Robert Andrews e sua Esposa (1748-1750), Pintor Thomas Gainsborough
Podia-se ver o crepúsculo no horizonte...ah como era belo. As suas cores, alteravam o ambiente daqueles ares Britânicos. Trabalhadores laboravam nos seus ofícios e animais pastavam, brincavam ou dormiam como era o meu caso.
Antes de mais, apresento-me como Burt, o melhor amigo do homem. Exactamente, o cão.
Mas eu não era um cão qualquer. Era um cão pertencente a uma família de aristocratas. Um cão do século XVIII. E esta é a minha história.
Se queres que te diga, a vida de cão é uma chatice, mas tem as suas vantagens. Dormir, comer quando possível e brincar quando te apetece, sem contar com o facto que sabes de tudo o que se passa à tua volta. Queres melhor? Acho que não.
Eu era um cão de pêlo castanho, com algumas manchas brancas. Magro, mas elegante. O meu olhar encantava qualquer um, até a mim mesmo.
Mas, bem, como dizia, estava deitado no meu sítio habitual. À minha frente encontrava-se a casa dos Andrews. Que grande mansão. Até me sentia dono dela. Realmente, quem diria que fosse parar a uma casa daquela dimensão.
Caminhando sobre as pedras que constituíam o magnífico passeio, que se maravilhavam pelo meu esplendor, entrava eu naquela casa.
Uma casa confortável, com uns simples empregados a andarem de um lado paa o outro, que tinham a mania de me passarem por cima e de gritarem. Por vezes até parecia que gritavam comigo, vejam só.
Como eu disse, aquela casa pertencia ao Andrews.
O Senhor Robert Andrews, assim era o seu nome, era a melhor pessoa que podia existir naquela altura. Um jovem de 22 anos de cabelo loiro que, apesar de exigente, a sua postura era digna do seu nome. Como ele me cativava. A senhora Frances Carter, quero dizer, criança Frances Carter. Não tinha mais que 16 anos, e como me aborrecia. Sempre a chatear o pobre Robert com coisas fúteis. Bem, não gostava nada dela.
Naquele momento, entravam ambos na sala de estar, em que os diversos quadros ali expostos cobriam as altas paredes. Grandes janelas permitiam entrar a pouca luz que ainda existia, e que chocava com os grandes armários e jarras ali dispostos. Cada canto daquela grandiosa casa mostrava as poses e o estatuto daquele casal. Eram aristocratas.
- Eu peço-lhe, Senhor Andrew! implorava a menina.

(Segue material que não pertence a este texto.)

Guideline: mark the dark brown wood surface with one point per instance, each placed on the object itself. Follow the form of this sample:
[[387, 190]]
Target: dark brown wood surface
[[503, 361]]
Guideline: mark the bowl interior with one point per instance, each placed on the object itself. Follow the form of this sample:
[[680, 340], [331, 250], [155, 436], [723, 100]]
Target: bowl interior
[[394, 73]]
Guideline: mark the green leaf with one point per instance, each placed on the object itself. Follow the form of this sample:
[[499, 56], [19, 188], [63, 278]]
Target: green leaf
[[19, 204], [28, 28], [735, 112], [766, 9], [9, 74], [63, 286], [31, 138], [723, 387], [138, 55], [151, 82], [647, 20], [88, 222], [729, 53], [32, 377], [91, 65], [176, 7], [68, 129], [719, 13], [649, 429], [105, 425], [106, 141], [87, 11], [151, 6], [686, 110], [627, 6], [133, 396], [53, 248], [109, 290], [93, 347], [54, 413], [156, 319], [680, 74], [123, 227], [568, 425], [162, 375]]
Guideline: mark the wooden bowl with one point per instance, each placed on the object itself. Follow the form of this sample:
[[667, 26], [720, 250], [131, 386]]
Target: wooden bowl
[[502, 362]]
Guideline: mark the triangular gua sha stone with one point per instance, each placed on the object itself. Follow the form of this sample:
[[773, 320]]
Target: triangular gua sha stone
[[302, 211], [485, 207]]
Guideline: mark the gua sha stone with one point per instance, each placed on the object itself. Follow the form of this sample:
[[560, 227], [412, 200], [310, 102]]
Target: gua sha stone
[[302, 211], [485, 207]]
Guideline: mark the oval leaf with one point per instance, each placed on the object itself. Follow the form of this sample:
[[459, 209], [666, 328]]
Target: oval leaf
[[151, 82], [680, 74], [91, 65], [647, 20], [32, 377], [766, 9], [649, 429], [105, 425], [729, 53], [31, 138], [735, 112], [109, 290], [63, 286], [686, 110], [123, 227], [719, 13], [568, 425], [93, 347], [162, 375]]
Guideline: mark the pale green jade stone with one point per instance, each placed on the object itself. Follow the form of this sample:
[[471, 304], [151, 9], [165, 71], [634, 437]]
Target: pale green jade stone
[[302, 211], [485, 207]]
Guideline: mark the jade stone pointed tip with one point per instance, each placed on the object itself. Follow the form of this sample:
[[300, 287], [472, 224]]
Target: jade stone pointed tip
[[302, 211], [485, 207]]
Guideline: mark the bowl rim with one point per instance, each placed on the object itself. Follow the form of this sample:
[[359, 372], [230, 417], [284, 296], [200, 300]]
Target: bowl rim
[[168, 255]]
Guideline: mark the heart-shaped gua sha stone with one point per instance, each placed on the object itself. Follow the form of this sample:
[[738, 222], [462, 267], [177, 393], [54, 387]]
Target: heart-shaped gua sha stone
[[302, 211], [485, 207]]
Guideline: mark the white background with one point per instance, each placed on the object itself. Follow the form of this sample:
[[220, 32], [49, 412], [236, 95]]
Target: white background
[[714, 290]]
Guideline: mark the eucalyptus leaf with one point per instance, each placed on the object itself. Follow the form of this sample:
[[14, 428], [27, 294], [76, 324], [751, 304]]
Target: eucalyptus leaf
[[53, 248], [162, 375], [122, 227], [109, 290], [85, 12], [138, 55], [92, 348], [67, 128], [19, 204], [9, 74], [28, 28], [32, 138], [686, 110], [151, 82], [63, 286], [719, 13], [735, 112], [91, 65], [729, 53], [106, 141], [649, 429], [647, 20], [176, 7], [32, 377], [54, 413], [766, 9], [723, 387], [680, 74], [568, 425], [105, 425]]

- Mas existem melhores pintores e mais experientes. Porque haveria de escolher alguém tão ...novo? Respondia o meu querido Robert.
- “Mas que estarão eles a falar? Mais uma das ideias dela, é claro” Percebi assim que a vi.
Quando a menina se apercebeu da minha presença, tive a sensação que podia ver o seu interior. Uma criatura vermelha, com dois chifres na cabeça e a segurar um ancinho. Se querem que vos diga, eu não percebia o que era, mas vindo dela, não era boa coisa.
Ai que vontade a minha de a morder... ela não devia de gostar de mim. São os ciúmes, porque já devia ter percebido que o seu querido marido me tratava melhor e preocupava-se mais comigo do que com ela...
Desviou o olhar da minha beleza e retomou à sua conversa - Mas pintou o retrato da menina Bennet, que agora se encontra exposto na sua sala e pelo que vi é um óptimo pintor. Por isso peço-lhe, que o deixe pintar um retrato nosso - Teimava ela.
- Não seja teimosa. Disse calmo e numa serenidade incrível , enquanto se agachava para me dar alguns miminhos...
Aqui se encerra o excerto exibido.